Die Westmächte versäumten es jedoch, diese Chance zu nutzen, und nach einem Bürgerkrieg, dem so genannten Osmanischen Interregnum (1402–1413), ging Mehmed I. (reg. 1413–1421), ein Sohn Bayezids, als unangefochtener Herrscher des vereinigten Osmanischen Reiches aus dem Krieg hervor und wird deshalb oft als zweiter Gründer des Reiches bezeichnet. Nachdem die Osmanen die Grenzen des Reiches in dem Zustand vor der Schlacht bei Ankara wiederhergestellt hatten, traten sie 1453 unter Mehmed II. dem Eroberer (reg. 1451–1481, einem Enkel Mehmeds I.) vor die legendäre Theodosianische Mauer von Konstantinopel, der letzten Bastion des Byzantinischen Reiches.
Unter Selim I. (reg. 1512–1520, Enkel Mehmeds des Eroberers) wandten sich die Osmanen dem Osten zu und nahmen die rivalisierende (schiitische) Safawiden-Dynastie im Iran (1501–1736) und das Sultanat der Mamluken in Ägypten (1250–1517) ins Visier. Ersterem fügten sie 1514 eine vernichtende Niederlage zu, verzichteten jedoch auf eine vollständige Eroberung; das Reich der Mamluken wurde jedoch bis 1517 vollständig verschlungen.
Der letztgenannte Sieg verschaffte den Osmanen Zugang zu den islamischen heiligen Städten Mekka, Medina und Jerusalem und erlaubte ihnen, den Titel eines Kalifen der islamischen Welt zu beanspruchen. Die Osmanen und die Safawiden sowie die nachfolgenden persischen Reiche gerieten in den nächsten drei Jahrhunderten immer wieder aneinander, und die Gebiete im Irak und in Aserbaidschan wechselten mehrmals den Besitzer, bis der Konflikt schließlich 1847 durch einen Friedensvertrag beigelegt wurde.

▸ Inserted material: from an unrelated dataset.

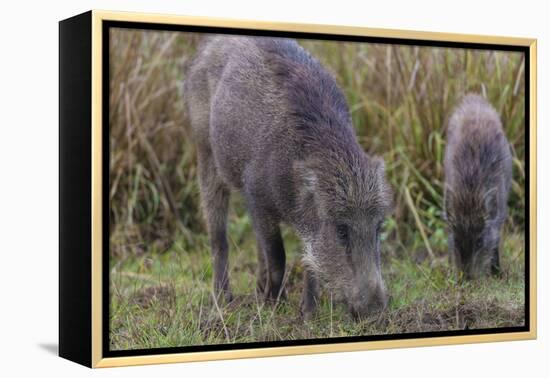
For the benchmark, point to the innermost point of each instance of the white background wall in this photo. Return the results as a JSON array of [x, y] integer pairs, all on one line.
[[29, 190]]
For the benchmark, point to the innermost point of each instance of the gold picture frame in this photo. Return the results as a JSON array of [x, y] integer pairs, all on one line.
[[89, 267]]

Selims Sohn Süleyman I. (reg. 1520–1566) bleibt der berühmteste Herrscher der osmanischen Ära und wird im Osten als Kanuni (Gesetzgeber) und im Westen als der Prächtige bezeichnet. Er eroberte 1521 Belgrad, nahm 1523 die Insel Rhodos ein und errang 1526 in der Schlacht bei Mohács einen bedeutenden und folgenschweren Sieg gegen Ungarn (der die Region auf Jahre hinaus destabilisierte und es den Türken ermöglichte, ihre Vorherrschaft in der Region zu behaupten und damit den Österreichern Konkurrenz zu machen). In Afrika hatte Algier 1517 die Oberhoheit Selims akzeptiert, und Tunis kam 1534 unter Süleyman unter osmanische Herrschaft.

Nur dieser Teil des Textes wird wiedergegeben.